Fuente: https://mail.google.com/mail/u/0/#inbox/FMfcgxwGDDhhpBJBKrDkSgVFjXFBsbrS 30.01.2020
La Fertilidad de la Tierra, Invierno 2019. Gustavo Duch
Isidro García nos lo contó en Benalauría, uno de esos pueblos blancos de cal y calientes de corcho que sobreviven amarrados a las montañas, en la Serranía de Ronda.
Ahora ya está jubilado, pero siempre que puede se acerca a la escuela del pueblo y desde la reja observa cómo se ejerce la que fue su profesión de maestro. Ya no son como él, profesores y profesoras nacidos en esos mismos pueblos o adoptados por ellos. De los casi dos mil enseñantes que hoy cubren las plazas de la Serranía, casi dos mil van cada día desde la ciudad más próxima al trabajo y vuelven cada día del trabajo a la ciudad.

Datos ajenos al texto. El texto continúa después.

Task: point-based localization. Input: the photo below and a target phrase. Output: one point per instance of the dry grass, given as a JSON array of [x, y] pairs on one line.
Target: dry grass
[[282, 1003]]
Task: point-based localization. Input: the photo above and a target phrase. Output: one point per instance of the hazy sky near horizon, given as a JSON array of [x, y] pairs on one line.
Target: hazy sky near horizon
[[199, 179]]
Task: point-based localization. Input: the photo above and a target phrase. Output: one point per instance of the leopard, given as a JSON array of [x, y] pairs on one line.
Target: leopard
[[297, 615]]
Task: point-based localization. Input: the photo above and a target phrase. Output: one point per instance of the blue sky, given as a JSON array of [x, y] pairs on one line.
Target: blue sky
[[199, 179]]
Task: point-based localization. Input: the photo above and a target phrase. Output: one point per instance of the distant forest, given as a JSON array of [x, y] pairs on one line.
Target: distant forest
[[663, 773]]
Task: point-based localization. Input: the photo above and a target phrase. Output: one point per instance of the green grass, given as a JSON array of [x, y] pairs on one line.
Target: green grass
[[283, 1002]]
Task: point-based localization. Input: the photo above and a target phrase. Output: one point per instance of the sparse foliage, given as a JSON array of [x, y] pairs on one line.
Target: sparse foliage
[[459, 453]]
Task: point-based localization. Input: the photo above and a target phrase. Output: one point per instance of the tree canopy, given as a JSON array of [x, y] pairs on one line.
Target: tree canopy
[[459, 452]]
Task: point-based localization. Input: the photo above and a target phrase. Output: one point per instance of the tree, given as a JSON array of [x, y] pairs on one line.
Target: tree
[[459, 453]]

— Estaban los niños haciendo clase de gimnasia en el patio, en el mes de junio, a más de 37 grados cuando, por fin — dice Isidro — el profesor comprendió que había hecho una mala propuesta. Y les dijo, “descansad a la sombra de ese olivo”. Después de esa instrucción imperativa vi cómo uno de los zagarillos se acercó al profesor diciéndole educadamente, “vale maestro pero ese olivo es un sauce llorón”.
La bruja
Miento si digo que la abuela de Danilo era medio bruja porque tengo pruebas fehacientes que su condición brujeril lo era al ciento por ciento. Una de tantas la esgrime su nieto cuando cuenta lo ocurrido aquel día en que desde una de las casas vecinas a la de ellos, en unos humildes campos del Brasil, trajeron con urgencia a un niño de año y poco, más blanco que muchos cadáveres.
— Danilo, anda tráeme un puñado de hojas del árbol que da sombra a las matas de café — pidió la abuela con urgencia pero sin perder la calma.

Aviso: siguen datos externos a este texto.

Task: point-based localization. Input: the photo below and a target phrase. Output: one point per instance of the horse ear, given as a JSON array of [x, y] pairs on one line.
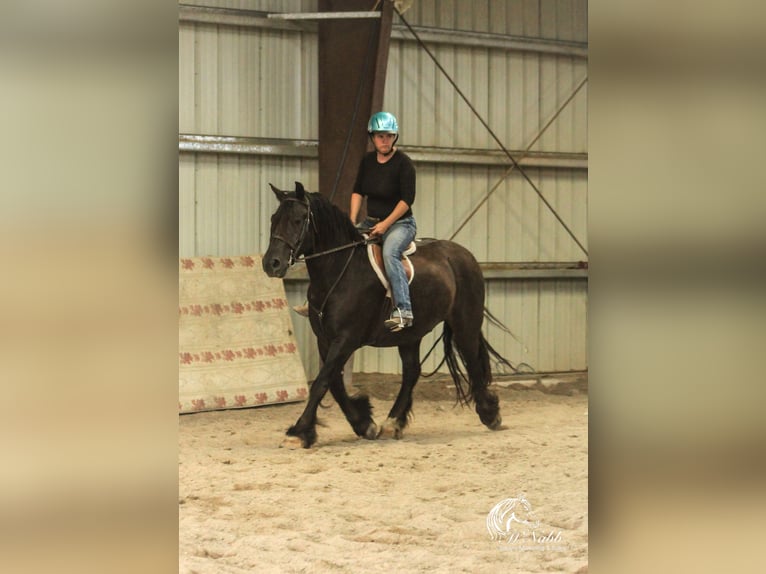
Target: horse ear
[[279, 193]]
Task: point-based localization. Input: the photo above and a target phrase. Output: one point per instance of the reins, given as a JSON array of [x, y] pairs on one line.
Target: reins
[[303, 258]]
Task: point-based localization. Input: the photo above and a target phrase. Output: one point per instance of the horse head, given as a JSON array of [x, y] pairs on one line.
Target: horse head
[[290, 235]]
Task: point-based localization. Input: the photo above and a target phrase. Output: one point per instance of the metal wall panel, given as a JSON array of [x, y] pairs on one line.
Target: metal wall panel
[[247, 82], [262, 82]]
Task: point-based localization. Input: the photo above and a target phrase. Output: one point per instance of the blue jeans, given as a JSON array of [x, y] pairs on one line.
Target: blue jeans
[[395, 241]]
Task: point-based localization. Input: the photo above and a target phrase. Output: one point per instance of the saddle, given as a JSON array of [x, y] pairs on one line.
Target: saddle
[[375, 254]]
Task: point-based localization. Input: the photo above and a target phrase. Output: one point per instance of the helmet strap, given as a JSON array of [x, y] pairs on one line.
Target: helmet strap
[[396, 139]]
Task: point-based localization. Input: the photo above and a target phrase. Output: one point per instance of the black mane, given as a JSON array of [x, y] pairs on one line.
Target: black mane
[[333, 226]]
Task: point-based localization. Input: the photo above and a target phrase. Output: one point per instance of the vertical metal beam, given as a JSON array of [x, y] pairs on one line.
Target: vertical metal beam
[[353, 54]]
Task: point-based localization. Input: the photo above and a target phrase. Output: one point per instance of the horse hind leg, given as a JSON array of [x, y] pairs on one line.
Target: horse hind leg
[[475, 356], [398, 417]]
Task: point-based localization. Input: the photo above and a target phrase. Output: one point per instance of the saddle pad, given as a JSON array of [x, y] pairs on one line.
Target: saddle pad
[[380, 272]]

Con ellas en la mano las agitó en fuertes movimientos junto al enfermo a la vez que emitía unos gritos igual de fuertes y de desafinados. Danilo y el resto de observadores, acostumbrados a los extraños rituales de la abuela, no se asustaron aunque existían sobrados motivos. Sólo pasaron tres o cuatro minutos cuando el niño se incorporó, y ya con colores sanguíneos en los mofletes, sonrió.
Más sorprendente fue cómo a la vez, las hojas mágicas del árbol que da sombra a las matas de café que cultiva la abuela se marchitaron instantáneamente entre sus manos, demostrando que la muerte –a la que tanto miedo tenemos– no es más que el antes de la vida.